More customers will seek out an accelerated development lifecycle model that allows them to keep innovating in smaller, but more rapid increments. This might not sound like much of a shift, but it’s significant because users will no longer be content to wait for their vendors to break new ground. If the pace of innovation isn’t fast enough for the user community, companies will take matters into their own hands. That in turn will pressure vendors to deliver new application building blocks that can be rapidly assembled.
2. The traditional data lake will dry up.
The soaring population of devices on the IoT has created a dire need to scale out data pipelines in a cost-effective way. Big data and cloud ecosystems can no longer be limited to search indexing or data warehousing. They need to service the entire enterprise data flow, regardless if it’s generated by a person or a machine. And this needs to be done in real-time, since an enterprise that can perform real-time predictive analytics will gain an immense advantage over one that cannot not.

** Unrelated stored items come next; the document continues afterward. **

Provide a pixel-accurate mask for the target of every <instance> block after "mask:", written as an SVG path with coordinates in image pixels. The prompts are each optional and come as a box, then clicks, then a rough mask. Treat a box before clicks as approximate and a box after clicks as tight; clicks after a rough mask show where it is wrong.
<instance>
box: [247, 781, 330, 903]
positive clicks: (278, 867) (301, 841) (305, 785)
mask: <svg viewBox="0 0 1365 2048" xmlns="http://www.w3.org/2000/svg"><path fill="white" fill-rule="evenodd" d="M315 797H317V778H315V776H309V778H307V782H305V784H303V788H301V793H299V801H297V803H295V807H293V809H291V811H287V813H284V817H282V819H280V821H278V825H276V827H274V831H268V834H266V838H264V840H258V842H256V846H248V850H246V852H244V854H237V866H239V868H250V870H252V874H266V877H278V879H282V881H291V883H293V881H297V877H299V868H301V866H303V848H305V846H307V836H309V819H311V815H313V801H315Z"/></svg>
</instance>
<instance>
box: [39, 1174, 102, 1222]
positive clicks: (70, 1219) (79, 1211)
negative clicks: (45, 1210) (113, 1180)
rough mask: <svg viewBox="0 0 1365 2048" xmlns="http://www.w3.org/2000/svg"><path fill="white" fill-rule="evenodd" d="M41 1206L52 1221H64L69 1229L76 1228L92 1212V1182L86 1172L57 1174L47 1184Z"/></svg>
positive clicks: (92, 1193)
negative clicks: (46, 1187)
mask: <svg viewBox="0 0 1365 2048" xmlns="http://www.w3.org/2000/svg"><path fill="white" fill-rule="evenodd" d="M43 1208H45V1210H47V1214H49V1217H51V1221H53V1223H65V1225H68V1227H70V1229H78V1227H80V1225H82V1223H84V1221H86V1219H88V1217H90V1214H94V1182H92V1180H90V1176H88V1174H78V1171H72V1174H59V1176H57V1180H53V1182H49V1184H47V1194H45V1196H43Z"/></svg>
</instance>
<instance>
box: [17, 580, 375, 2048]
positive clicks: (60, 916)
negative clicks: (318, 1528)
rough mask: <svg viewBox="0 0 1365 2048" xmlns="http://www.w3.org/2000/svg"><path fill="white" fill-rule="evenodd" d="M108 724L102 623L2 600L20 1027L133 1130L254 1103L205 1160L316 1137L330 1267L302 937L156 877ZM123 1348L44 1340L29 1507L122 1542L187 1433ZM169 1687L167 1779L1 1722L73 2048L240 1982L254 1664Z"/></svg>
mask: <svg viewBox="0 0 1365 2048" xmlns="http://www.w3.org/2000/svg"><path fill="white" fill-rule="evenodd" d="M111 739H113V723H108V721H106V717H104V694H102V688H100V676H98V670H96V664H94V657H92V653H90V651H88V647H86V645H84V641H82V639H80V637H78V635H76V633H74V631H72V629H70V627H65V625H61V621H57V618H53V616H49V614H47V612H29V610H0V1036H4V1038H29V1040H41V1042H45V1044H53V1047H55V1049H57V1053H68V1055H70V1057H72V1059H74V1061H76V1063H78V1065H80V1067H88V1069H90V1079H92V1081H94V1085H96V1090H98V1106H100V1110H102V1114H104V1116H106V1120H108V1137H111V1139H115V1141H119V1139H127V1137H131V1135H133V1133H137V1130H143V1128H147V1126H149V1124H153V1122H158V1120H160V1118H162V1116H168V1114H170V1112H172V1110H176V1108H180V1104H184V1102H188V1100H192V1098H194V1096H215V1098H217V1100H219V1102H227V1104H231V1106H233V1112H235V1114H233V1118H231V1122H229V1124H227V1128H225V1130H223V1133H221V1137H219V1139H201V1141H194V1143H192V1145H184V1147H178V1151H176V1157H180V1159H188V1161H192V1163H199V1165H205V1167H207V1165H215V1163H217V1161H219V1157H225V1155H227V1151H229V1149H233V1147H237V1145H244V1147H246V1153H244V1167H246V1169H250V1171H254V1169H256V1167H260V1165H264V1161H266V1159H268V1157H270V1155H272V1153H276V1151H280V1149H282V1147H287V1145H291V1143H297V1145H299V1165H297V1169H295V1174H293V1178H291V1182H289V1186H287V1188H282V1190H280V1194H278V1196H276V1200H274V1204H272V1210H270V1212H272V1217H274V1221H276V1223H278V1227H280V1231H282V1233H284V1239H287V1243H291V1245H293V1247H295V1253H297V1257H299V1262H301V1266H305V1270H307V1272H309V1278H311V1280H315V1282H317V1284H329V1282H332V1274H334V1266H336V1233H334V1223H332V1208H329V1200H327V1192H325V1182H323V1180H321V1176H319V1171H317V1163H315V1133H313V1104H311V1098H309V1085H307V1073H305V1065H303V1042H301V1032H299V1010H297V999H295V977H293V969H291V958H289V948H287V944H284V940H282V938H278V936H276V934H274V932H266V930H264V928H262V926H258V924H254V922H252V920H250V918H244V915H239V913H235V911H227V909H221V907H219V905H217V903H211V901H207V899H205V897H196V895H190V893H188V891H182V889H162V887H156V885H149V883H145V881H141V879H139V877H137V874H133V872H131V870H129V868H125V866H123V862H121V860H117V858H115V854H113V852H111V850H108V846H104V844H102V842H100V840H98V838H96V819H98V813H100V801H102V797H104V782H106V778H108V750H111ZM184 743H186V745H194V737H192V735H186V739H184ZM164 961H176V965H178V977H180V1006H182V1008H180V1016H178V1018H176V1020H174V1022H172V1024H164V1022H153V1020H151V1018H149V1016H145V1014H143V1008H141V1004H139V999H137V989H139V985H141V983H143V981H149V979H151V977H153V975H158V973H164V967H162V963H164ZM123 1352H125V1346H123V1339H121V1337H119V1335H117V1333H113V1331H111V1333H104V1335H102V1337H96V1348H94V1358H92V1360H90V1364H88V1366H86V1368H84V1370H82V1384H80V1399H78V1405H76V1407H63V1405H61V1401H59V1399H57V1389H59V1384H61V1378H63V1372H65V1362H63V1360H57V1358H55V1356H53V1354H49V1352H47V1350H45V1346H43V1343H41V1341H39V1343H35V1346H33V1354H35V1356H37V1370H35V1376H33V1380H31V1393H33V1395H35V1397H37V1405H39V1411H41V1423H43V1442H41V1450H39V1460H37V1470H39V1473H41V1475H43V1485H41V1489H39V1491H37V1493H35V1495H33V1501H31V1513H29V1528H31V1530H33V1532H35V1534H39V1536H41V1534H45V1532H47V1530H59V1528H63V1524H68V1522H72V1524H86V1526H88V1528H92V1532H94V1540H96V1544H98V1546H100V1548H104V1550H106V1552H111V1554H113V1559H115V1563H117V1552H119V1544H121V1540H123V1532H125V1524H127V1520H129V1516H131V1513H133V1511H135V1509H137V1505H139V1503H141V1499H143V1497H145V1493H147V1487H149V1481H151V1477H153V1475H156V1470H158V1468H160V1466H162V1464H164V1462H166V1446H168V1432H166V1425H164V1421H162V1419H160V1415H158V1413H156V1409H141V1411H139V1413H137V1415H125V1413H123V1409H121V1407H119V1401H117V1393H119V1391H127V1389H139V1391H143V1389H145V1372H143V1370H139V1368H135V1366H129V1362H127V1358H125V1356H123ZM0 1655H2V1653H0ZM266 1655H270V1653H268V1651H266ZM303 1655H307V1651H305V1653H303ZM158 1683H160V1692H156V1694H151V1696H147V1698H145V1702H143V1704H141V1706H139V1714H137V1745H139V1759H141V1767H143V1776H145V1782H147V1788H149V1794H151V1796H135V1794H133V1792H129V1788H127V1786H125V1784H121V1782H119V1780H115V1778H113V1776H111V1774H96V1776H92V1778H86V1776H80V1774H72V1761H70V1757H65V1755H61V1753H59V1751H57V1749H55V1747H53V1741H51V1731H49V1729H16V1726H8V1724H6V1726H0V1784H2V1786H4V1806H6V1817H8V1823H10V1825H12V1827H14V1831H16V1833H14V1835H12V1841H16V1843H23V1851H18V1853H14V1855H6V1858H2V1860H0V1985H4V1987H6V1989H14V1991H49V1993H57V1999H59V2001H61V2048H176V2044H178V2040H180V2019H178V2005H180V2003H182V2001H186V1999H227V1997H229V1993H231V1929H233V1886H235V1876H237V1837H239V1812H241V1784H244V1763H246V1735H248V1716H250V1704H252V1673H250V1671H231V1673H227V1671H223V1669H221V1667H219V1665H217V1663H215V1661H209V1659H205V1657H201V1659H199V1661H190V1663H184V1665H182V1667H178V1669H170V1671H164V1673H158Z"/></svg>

The implication here is that the data lake architecture that served companies so well through the data “at rest” and “batch” era has now become real-time data analytics’ Achilles heel. Parking data first and then analyzing it puts companies at a massive disadvantage. When it comes to gaining insights and taking action, businesses that rely on stale event data will be left in the dust. This is one area where ‘good enough’ will prove strategically fatal.
3. Enterprise applications will increasingly become ‘commoditized.’
Long gone are the days when critical enterprise applications were developed in multi-year cycles. The rapid speed at which companies and their adversaries are evolving requires the IT industry to drastically alter its application development and delivery model. Enterprise-grade applications needs to be deployed in weeks or months, and commoditized applications offer users the enterprise-grade building blocks they need to get the outcome they want within a quarter or two at most.
To put all this another way, the pressure that the user community is placing on its vendors will leave the software industry without any lead time for new application development. Like every other industry, it will just have to get used to doing business in the digital economy.